Thoreau's classic essay popularly known as "Civil Disobedience" was first
published as "Resistance to Civil Government" in
Aesthetic Papers
(1849).
Thoreau has no objection to government taxes for highways and schools, which make good
neighbors. But government, he charges, is too often based on expediency, which can permit
injustice in the name of public convenience. The individual, he insists, is never obliged
to surrender conscience to the majority or to the State. If a law "is of such a
nature that it requires you to be the agent of injustice to another," he declares,
"then, I say, break the law." The essay makes it clear that this stance is not a
matter of whim but a demanding moral principle.
The appeal of civil disobedience in the North grew in the wake of the Compromise of
1850, which included the hated Fugitive Slave Law, requiring all citizens to aid in the
return of escaped slaves to their owners.

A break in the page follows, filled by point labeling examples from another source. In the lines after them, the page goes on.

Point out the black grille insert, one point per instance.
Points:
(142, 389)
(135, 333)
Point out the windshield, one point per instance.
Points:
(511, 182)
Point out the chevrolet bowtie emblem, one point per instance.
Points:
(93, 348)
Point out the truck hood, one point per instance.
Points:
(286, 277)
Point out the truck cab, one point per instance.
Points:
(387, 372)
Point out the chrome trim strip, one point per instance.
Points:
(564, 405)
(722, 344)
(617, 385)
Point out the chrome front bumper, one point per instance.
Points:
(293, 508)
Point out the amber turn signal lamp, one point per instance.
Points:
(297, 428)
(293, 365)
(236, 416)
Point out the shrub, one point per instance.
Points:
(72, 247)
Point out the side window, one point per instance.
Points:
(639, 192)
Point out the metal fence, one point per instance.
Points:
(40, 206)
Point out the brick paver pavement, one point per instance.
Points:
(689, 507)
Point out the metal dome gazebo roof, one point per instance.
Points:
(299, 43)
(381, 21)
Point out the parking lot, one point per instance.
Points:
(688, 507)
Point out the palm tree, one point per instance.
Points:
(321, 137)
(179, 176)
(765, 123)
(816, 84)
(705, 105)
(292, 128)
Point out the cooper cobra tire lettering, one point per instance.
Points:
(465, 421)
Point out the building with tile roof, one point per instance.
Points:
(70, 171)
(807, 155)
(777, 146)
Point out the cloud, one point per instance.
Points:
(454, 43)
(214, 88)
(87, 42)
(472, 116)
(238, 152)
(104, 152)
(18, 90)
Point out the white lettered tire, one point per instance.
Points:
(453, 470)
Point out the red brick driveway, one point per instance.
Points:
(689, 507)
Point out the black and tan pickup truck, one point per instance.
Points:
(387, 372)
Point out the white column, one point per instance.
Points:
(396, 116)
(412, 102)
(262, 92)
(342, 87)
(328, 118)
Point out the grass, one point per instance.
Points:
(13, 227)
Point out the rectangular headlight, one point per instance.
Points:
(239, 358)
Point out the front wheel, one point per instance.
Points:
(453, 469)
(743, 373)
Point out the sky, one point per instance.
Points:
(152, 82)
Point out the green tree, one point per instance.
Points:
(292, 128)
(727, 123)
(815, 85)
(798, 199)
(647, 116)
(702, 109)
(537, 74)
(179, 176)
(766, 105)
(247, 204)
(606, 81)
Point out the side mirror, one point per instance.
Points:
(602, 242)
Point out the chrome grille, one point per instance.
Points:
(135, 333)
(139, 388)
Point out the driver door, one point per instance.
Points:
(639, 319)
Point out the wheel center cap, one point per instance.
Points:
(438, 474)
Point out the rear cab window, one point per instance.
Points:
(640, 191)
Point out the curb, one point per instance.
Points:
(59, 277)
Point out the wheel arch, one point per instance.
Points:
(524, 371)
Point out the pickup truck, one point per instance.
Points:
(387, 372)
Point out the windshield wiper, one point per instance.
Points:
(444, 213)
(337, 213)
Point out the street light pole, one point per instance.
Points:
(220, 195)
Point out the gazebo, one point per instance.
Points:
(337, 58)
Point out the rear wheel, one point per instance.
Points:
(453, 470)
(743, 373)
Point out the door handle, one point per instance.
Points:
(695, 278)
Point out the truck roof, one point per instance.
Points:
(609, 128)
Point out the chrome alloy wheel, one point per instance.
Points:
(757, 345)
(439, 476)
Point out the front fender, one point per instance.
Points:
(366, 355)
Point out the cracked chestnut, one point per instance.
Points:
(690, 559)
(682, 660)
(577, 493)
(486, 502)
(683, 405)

Though civil disobedience is usually associated
with passive resistance, Thoreau came to endorse the more direct action of John Brown,
whose ill-fated raid on Harpers Ferry, Virginia, was intended to incite a slave
insurrection.
Thoreau's essay has had a profound influence on reformers worldwide, from Tolstoy in
Russia and Gandhi in South Africa and India; to Martin Luther King, Jr's civil rights
movement and the opposition to the Vietnam War in the United States; to recent
demonstrations for civil rights in the former Soviet Union and China.